Des statistiques flatteuses.

Selon ce document, la proportion des personnes vivant en dessous du seuil de pauvreté – récemment relevé de 865 RMB de revenus mensuels (100 €) à 1274 RMB (147 €) -, est en effet passée en 2010 de 10,2% de la population rurale (94 millions de personnes) à 2,8% (26,88 millions).

Ce bond spectaculaire à l’ampleur inédite est d’abord le résultat des augmentations de salaires en hausse moyenne de 15 à 20% depuis 2009. Dans un contexte, où le réservoir de main d’œuvre non qualifiée diminue, provoquant des pénuries qui poussent mécaniquement les rémunérations vers le haut, même les ouvriers non qualifiés ont vu leur condition s’améliorer.

La situation actuelle du marché de l’emploi non qualifié dans les zones urbaines est en effet inversée. L’époque où l’afflux de migrants créait un surplus de main d’œuvre et permettait aux employeurs de ne pas augmenter la masse salariale touche à sa fin. Une autre cause de l’amélioration de la condition rurale est l’exode vers les villes moyennes s’inscrivant dans la tendance en cours de l’urbanisation massive de la Chine.
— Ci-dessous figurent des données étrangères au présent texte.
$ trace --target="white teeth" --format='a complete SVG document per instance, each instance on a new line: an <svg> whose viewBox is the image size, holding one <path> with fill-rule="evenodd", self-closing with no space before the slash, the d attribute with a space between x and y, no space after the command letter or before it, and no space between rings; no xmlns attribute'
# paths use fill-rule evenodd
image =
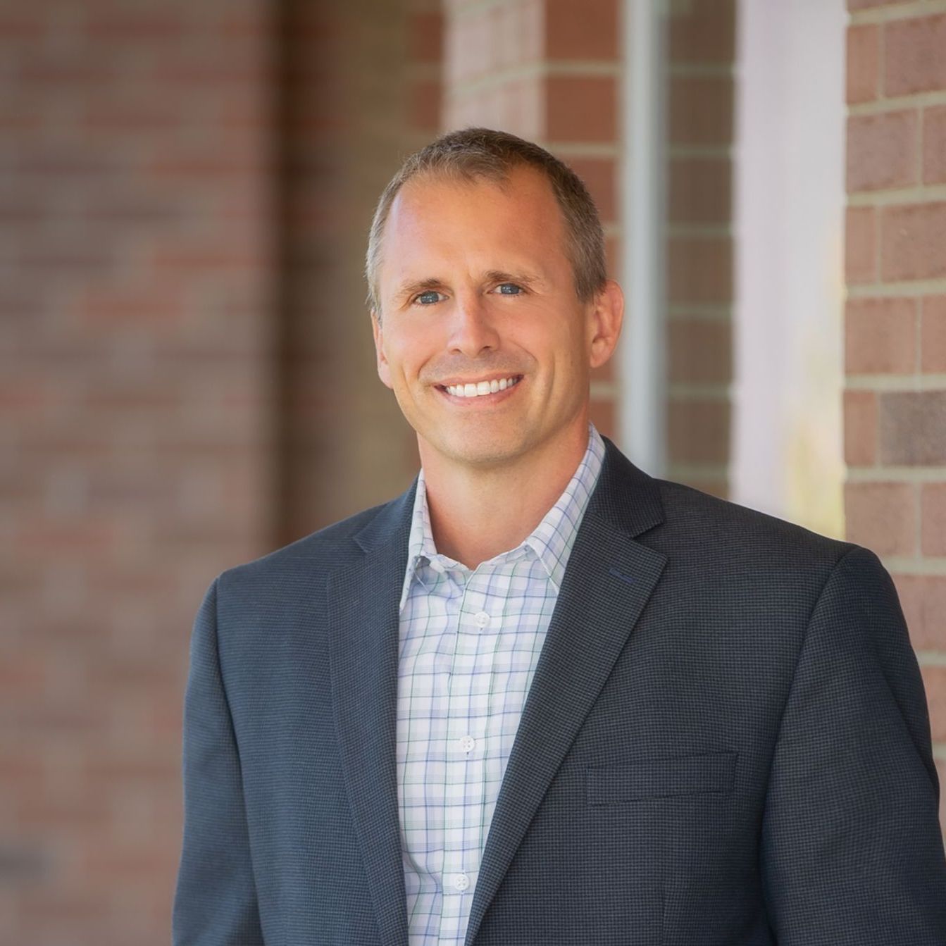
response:
<svg viewBox="0 0 946 946"><path fill-rule="evenodd" d="M481 394L495 394L498 391L505 391L517 382L517 377L502 377L499 380L477 381L469 384L448 384L447 394L454 397L479 397Z"/></svg>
Les experts chinois mettent en garde.

Mais Wang Sanggui, expert en développement rural à l’Université du Peuple de Pékin, met en garde contre un excès d’optimisme, soulignant que le taux d’inflation des denrées alimentaires, sous estimé dans les statistiques officielles, doit conduire à relativiser les progrès annoncés par le pouvoir.

Dans une déclaration répondant au Livre Blanc il explique en effet : « En dépit de la croissance économique, l’efficacité des politiques de réduction de la pauvreté reste aléatoire. Au cours des 20 à 30 années qui viennent elle baissera encore. A long terme, la manière la plus efficace d’éradiquer la pauvreté est d’augmenter les aides sociales et d’investir plus dans l’éducation et la santé ».

La remarque du professeur Wang rejoint celle d’autres intellectuels chinois qui remettent en question les choix stratégiques de développement faits par le régime, dont les investissements restent, en dépit des déclarations officielles, orientés vers les grands projets emblématiques, l’infrastructure et l’immobilier ; les services sociaux, l’éducation et la santé restant les parents pauvres.

Selon le magazine Caixin, dont la vision recoupe les observations de Wang Sanggui sur la rémanence des décalages de revenus et la persistance de la pauvreté réelle, la hausse des salaires reste partout très notablement inférieure à la croissance.

Une enquête menée dans les provinces du Jiangsu, Guangdong, Jilin, Hubei, et Sichuan, établit que le PNB nominal (non corrigé de la valeur de l’inflation) a en moyenne augmenté de plus de 18% en 2010, alors que les salaires n’ont suivi qu’avec retard. Celui des ouvriers non qualifiés n’a augmenté que de 12%, tandis que la hausse de la main d’œuvre spécialisée a été à peine plus élevée à 13,4%. Pour l’heure la masse salariale, même augmentée, ne compte que 1,5 à 1,7 % des coûts de production, dont la hausse en 2010 a essentiellement été due à la montée des prix de l’énergie et des matières premières.

Dans un article publié en août dernier, Andy Xie expliquait que les écarts persistants entre le PNB nominal et la hausse des salaires montraient que la bascule du schéma de développement, toujours propulsé par des investissements internes massifs et l’avantage comparatif des bas salaires favorisant l’export, n’avait pas encore commencé, essentiellement parce que le système s’y opposait.

Ces blocages qui entretiennent et même aggravent les écarts de revenus, annulent en partie les bienfaits sociaux de la hausse des salaires, dans un contexte encore marqué par une inflation persistante, où la hausse des prix alimentaires – premier poste de la consommation des ménages de condition moyenne et pauvre - s’établit à 14,8%, très nettement au dessus du chiffre officiel.